En 2004, le festival de Sundance décide de faire bénéficier un petit film intitulé PRIMER, des avantages entre autres promotionnels, induits par l'obtention de son fameux Grand Prix. Produite, écrite, réalisée, montée par le novice Shane Carruth, l'oeuvre nécessita plus de deux ans de gestation, sept mille dollars environ et une réelle motivation pour finalement prendre vie via cinq semaines de tournage. Une sortie confidentielle sur les écrans français en 2007 confirme la singularité d'un métrage qui, évoquant des thèmes prisés par la science-fiction, s'inscrit pourtant en marge des productions classiques du genre. À l'instar du cinéaste, le jeune inconnu David Sullivan met son talent de comédien au service d'un scénario dont la complexité ne peut laisser indifférent.

Quatre ingénieurs passent leur temps libre à concevoir diverses machines en vue d'en vendre les brevets. Destiné à réduire la masse des objets, l'un de ces engins supplante ses objectifs premiers en permettant aux dites entités d'effectuer un bond de quelques heures dans le passé. Aaron (Shane Carruth) et Abe (David Sullivan) préfèrent taire leur découverte puis construisent dans le plus grand secret une “boîte” à dimension humaine. Dorénavant capables de voyager dans le temps, nos deux savants demeurent d'abord prudents en s'enfermant dans une chambre d'hôtel lorsqu'ils se trouvent au sein d'un monde qui, comprennent-ils, ne doit jamais subir les conséquences de leur présence. Ces bonnes résolutions faiblissent progressivement face aux immenses et évidentes possibilités offertes par la situation.

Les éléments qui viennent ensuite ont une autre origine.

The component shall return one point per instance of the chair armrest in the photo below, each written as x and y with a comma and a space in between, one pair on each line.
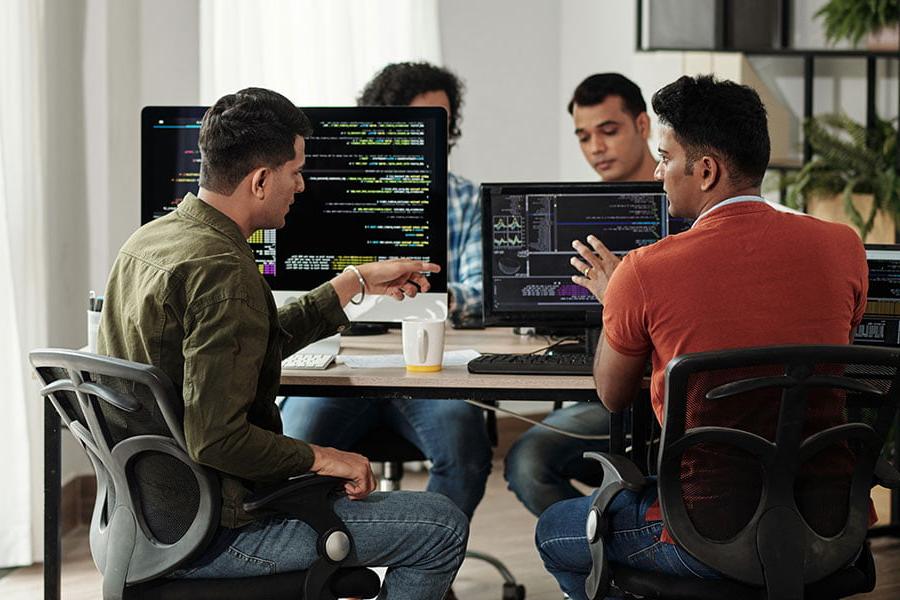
274, 496
619, 474
886, 475
309, 498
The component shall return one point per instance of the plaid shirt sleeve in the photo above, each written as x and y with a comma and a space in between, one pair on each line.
464, 251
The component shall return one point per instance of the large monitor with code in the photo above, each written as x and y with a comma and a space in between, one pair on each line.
376, 188
528, 234
881, 323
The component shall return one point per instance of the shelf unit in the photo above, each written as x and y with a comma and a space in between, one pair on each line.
809, 57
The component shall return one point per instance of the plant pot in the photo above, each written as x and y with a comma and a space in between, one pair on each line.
886, 39
831, 208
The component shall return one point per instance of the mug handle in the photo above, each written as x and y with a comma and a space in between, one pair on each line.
422, 343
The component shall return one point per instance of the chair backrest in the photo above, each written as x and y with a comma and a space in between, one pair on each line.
767, 457
155, 507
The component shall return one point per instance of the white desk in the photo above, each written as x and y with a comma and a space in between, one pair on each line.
451, 382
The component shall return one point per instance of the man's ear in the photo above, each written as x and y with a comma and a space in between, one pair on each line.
258, 181
643, 124
711, 172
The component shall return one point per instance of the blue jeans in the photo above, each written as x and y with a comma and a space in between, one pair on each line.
562, 542
450, 433
541, 464
420, 537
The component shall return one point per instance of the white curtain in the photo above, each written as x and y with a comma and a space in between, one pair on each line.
21, 270
315, 52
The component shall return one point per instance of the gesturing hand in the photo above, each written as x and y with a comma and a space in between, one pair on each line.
355, 468
397, 278
596, 266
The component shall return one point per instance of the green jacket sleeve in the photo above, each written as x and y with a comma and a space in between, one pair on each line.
316, 315
223, 355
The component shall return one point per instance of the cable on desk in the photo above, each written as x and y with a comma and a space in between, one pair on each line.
571, 434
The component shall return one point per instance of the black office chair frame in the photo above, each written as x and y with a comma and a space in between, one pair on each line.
777, 554
123, 413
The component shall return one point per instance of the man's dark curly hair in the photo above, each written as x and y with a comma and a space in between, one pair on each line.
718, 118
398, 83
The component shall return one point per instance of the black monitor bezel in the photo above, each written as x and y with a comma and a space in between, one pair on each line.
571, 318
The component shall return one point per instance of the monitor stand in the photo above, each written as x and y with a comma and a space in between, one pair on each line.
362, 328
586, 344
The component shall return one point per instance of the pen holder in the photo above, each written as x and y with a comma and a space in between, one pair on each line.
93, 328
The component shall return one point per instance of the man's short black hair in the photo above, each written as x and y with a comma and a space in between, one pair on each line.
250, 129
721, 118
596, 88
398, 83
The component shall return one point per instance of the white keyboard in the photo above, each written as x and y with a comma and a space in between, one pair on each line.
300, 360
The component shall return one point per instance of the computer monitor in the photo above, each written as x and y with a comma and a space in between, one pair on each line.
528, 233
881, 323
376, 188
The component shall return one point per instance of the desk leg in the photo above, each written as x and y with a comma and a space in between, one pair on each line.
892, 528
617, 433
52, 493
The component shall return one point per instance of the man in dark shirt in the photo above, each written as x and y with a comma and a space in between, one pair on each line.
612, 126
185, 294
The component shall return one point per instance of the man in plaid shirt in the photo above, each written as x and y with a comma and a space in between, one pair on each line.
450, 433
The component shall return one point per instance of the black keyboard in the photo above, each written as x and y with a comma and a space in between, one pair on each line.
533, 364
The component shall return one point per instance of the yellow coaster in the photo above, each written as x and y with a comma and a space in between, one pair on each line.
423, 368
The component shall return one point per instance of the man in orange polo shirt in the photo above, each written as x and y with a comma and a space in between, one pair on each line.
744, 275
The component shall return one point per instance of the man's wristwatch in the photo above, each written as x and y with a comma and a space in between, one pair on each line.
362, 285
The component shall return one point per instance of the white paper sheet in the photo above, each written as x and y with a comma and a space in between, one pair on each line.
452, 358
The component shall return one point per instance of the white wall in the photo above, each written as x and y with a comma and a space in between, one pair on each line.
507, 52
111, 58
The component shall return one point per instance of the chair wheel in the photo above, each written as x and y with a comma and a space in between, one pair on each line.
513, 591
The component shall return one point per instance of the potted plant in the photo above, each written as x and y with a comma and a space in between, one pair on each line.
849, 160
853, 19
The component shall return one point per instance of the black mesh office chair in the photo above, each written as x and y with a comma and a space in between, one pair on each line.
791, 489
383, 445
156, 509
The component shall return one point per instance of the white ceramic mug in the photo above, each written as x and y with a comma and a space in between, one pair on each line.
423, 344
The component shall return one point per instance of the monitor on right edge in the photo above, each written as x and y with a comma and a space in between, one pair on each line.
528, 230
881, 323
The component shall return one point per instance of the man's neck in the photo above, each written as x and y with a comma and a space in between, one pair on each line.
648, 168
645, 170
710, 202
231, 207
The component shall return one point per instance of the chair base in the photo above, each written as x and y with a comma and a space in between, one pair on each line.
855, 579
356, 582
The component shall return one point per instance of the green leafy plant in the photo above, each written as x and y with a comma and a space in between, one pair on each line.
848, 159
853, 19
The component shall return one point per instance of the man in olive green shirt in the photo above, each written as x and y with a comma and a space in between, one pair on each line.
185, 294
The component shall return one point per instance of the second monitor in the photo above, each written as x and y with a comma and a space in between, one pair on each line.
528, 234
376, 188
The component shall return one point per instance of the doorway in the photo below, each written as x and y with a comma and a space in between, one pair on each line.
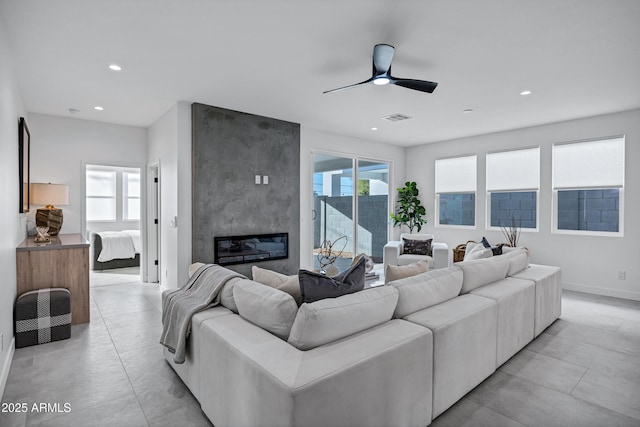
350, 208
113, 209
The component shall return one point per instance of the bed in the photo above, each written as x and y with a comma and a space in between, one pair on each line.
115, 249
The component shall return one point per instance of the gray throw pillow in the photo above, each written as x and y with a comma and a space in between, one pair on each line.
315, 286
417, 247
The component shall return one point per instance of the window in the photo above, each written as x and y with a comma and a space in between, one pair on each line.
456, 191
513, 180
101, 195
131, 196
112, 193
588, 187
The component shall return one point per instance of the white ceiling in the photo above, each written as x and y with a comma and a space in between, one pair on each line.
275, 58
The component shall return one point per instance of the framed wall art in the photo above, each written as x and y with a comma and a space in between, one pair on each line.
24, 150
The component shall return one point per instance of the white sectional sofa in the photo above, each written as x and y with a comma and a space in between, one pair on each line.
399, 354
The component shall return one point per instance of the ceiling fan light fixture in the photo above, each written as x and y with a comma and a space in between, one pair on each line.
380, 81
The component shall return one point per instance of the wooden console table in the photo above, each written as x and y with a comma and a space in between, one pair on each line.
63, 263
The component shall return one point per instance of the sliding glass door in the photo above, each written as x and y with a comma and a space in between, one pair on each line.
350, 209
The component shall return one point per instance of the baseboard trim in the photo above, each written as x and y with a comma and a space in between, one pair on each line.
6, 366
607, 292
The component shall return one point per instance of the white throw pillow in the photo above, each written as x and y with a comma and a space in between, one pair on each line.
271, 309
288, 284
396, 272
330, 319
476, 251
426, 289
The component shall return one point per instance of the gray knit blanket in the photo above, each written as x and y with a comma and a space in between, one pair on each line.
202, 291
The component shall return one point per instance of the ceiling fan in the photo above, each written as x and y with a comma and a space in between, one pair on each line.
382, 56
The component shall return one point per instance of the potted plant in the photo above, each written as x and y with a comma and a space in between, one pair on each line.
409, 210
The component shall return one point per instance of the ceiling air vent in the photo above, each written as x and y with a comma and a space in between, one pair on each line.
396, 117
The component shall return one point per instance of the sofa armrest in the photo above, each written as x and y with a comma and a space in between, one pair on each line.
392, 250
252, 378
442, 256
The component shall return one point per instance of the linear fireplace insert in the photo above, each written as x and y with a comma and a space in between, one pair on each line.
250, 248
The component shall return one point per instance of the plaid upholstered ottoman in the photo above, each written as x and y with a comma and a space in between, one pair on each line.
43, 316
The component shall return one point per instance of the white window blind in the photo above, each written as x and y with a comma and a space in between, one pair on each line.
101, 195
513, 170
456, 175
589, 164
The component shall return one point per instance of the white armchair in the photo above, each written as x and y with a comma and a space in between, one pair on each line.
394, 253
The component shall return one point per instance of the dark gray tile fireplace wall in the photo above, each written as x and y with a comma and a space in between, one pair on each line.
229, 149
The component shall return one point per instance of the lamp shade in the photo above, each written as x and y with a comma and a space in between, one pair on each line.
49, 194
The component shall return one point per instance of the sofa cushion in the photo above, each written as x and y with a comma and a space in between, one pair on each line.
288, 284
476, 251
396, 272
480, 272
226, 295
315, 286
266, 307
330, 319
518, 260
424, 290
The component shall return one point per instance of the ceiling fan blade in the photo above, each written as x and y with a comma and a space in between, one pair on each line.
348, 87
382, 57
421, 85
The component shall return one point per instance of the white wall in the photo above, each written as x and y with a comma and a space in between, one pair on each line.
169, 146
61, 148
314, 140
589, 264
14, 229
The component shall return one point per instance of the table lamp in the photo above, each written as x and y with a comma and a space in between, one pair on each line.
49, 195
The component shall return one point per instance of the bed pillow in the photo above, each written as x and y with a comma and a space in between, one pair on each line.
396, 272
271, 309
288, 284
316, 286
330, 319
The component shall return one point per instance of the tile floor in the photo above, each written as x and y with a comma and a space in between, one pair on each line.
583, 371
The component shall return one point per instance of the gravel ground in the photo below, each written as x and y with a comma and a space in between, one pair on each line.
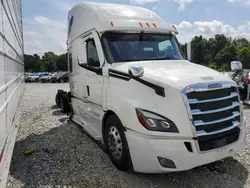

Le motif du voyage dans le temps et des dérives catastrophiques consécutives alimente l'imaginaire de maints écrivains et cinéastes depuis longtemps déjà. Régulièrement convoqué, le fameux paradoxe temporel n'intervient pourtant pas dans tous les cas. Si Isaac Asimov relativise la portée du phénomène dans “La Fin de l'éternité” (1955), René Barjavel assimile notre orgueilleux savant à quelque “Voyageur imprudent” (1943) puisque capable d'éliminer sans le savoir son propre ancêtre et en cela lui-même. Dans une optique équivalente, “Un coup de tonnerre” de Ray Bradbury met en exergue l'indicible mais réelle incidence d'un petit geste bien anodin (en l'occurrence, un papillon écrasé) sur l'avenir du monde entier. De même, un identique retour en arrière changera la face de l'univers dans l'excellent “Dernier jour de la création” (1981) écrit par Wolfgang Jeschke. Le septième art fait preuve d'un enthousiasme similaire à ce propos. RETOUR VERS LE FUTUR (Robert Zemeckis, 1985), 12H01 PRISONNIER DU TEMPS (Jack Sholder, 1993), UN JOUR SANS FIN (Harold Ramis, 1993) ou L'EFFET PAPILLON (Eric Bress, 2004) postulent une relation d'interdépendance entre l'altération tant positive que négative de l'“hier” avec le temps initialement présent du personnage énonciateur. LA JETÉE (Chris Marker, 1962) et son adaptation L'ARMÉE DES DOUZE SINGES (Terry Gilliam, 1995) tendent au contraire à concevoir l'action révolue comme immuable. Source unique ou rigoles autonomes (dimensions parallèles), l'écoulement du temps trouve toujours des intrépides ou bien des pauvres victimes pour naviguer à contre-courant.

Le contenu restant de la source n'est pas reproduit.